Tocilizumab + Atezolizumab + Radiation Therapy for Glioblastoma

Not currently recruiting at 123 trial locations
No Placebo GroupAll trial participants will receive the active study treatment (no placebo)
Prior Safety DataThis treatment has passed at least one previous human trial
Breakthrough TherapyThis drug has been fast-tracked for approval by the FDA given its high promise

What You Need to Know Before You Apply

What is the purpose of this trial?

This trial aims to explore the effectiveness of combining tocilizumab, atezolizumab, and radiation therapy in treating glioblastoma that has returned after initial treatment. Tocilizumab and atezolizumab are antibodies that may help the immune system fight cancer by reducing inflammation and attacking tumor cells. The researchers aim to determine if this combination improves the tumor's response to treatment. Patients with recurrent glioblastoma and tumors suitable for precise radiation may be ideal candidates for this trial. As a Phase 2 trial, this research measures the treatment's effectiveness in an initial, smaller group, offering participants a chance to contribute to important advancements in glioblastoma treatment.

Will I have to stop taking my current medications?

The trial protocol does not specify if you need to stop taking your current medications.
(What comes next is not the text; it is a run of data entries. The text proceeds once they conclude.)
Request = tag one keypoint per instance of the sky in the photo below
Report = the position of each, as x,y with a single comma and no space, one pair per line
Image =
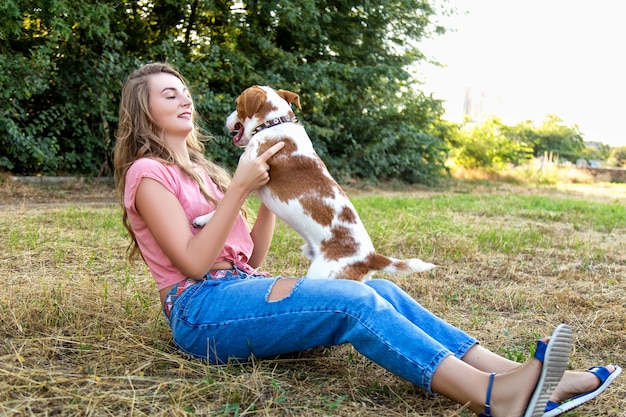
531,58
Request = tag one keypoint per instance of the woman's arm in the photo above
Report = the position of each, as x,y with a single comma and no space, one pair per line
261,234
193,254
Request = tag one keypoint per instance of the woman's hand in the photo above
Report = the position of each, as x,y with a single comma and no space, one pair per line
253,173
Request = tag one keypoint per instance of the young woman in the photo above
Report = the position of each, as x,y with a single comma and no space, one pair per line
219,307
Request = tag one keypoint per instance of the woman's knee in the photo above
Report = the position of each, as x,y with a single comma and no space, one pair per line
282,288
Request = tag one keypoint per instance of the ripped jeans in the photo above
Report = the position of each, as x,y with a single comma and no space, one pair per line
231,318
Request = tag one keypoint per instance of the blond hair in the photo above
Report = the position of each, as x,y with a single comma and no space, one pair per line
138,136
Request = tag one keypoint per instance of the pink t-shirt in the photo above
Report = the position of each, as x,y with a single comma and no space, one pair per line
238,247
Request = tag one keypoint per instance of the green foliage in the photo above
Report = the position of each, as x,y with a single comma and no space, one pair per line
490,146
617,158
62,64
553,137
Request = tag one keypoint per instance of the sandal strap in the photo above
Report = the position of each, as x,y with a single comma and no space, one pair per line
487,412
540,352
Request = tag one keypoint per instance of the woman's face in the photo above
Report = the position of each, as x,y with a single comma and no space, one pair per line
170,105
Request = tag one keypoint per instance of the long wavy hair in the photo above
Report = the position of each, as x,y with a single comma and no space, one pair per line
138,136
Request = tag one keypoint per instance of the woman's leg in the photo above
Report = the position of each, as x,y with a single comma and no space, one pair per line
267,317
572,383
However, certain medications like systemic immunosuppressive agents and corticosteroids above a specific dose must be stopped before joining the trial. It's best to discuss your current medications with the trial team to see if any adjustments are needed.

Is there any evidence suggesting that this trial's treatments are likely to be safe?

Research has shown that tocilizumab and atezolizumab have generally been well-tolerated in past studies. Tocilizumab targets a protein called interleukin-6 (IL-6) and is already approved for other conditions, indicating its safety is well understood. Atezolizumab, an immunotherapy used in various cancers, has a safety record considered manageable.

Studies have identified common side effects of tocilizumab, such as headaches and high blood pressure, which are usually mild. Atezolizumab can sometimes cause tiredness or skin reactions, but serious side effects are rare. The radiation therapy used with these drugs is precise, minimizing harm to healthy tissue.

Overall, this combination is under study to determine its effectiveness in treating glioblastoma, with a strong focus on safety. Specifically, previous patients have shown promising results, with tumors shrinking or stabilizing while keeping side effects manageable.12345

Why are researchers excited about this trial's treatments?

Researchers are excited about the combination of tocilizumab, atezolizumab, and radiation therapy for glioblastoma because it offers a new approach to tackling this aggressive brain cancer. Unlike traditional treatments, which often include surgery, radiation, and chemotherapy, this treatment harnesses the power of the immune system by using atezolizumab, an immunotherapy drug that targets the PD-L1 protein to help the immune system attack cancer cells. Tocilizumab, on the other hand, is an anti-inflammatory drug that may reduce the side effects of cancer treatment and improve outcomes. Additionally, the use of Fractionated Stereotactic Radiation Therapy (FSRT) allows for precise targeting of the tumor, potentially reducing damage to surrounding healthy tissue. This innovative combination aims to enhance treatment effectiveness while minimizing side effects, setting it apart from existing standard therapies.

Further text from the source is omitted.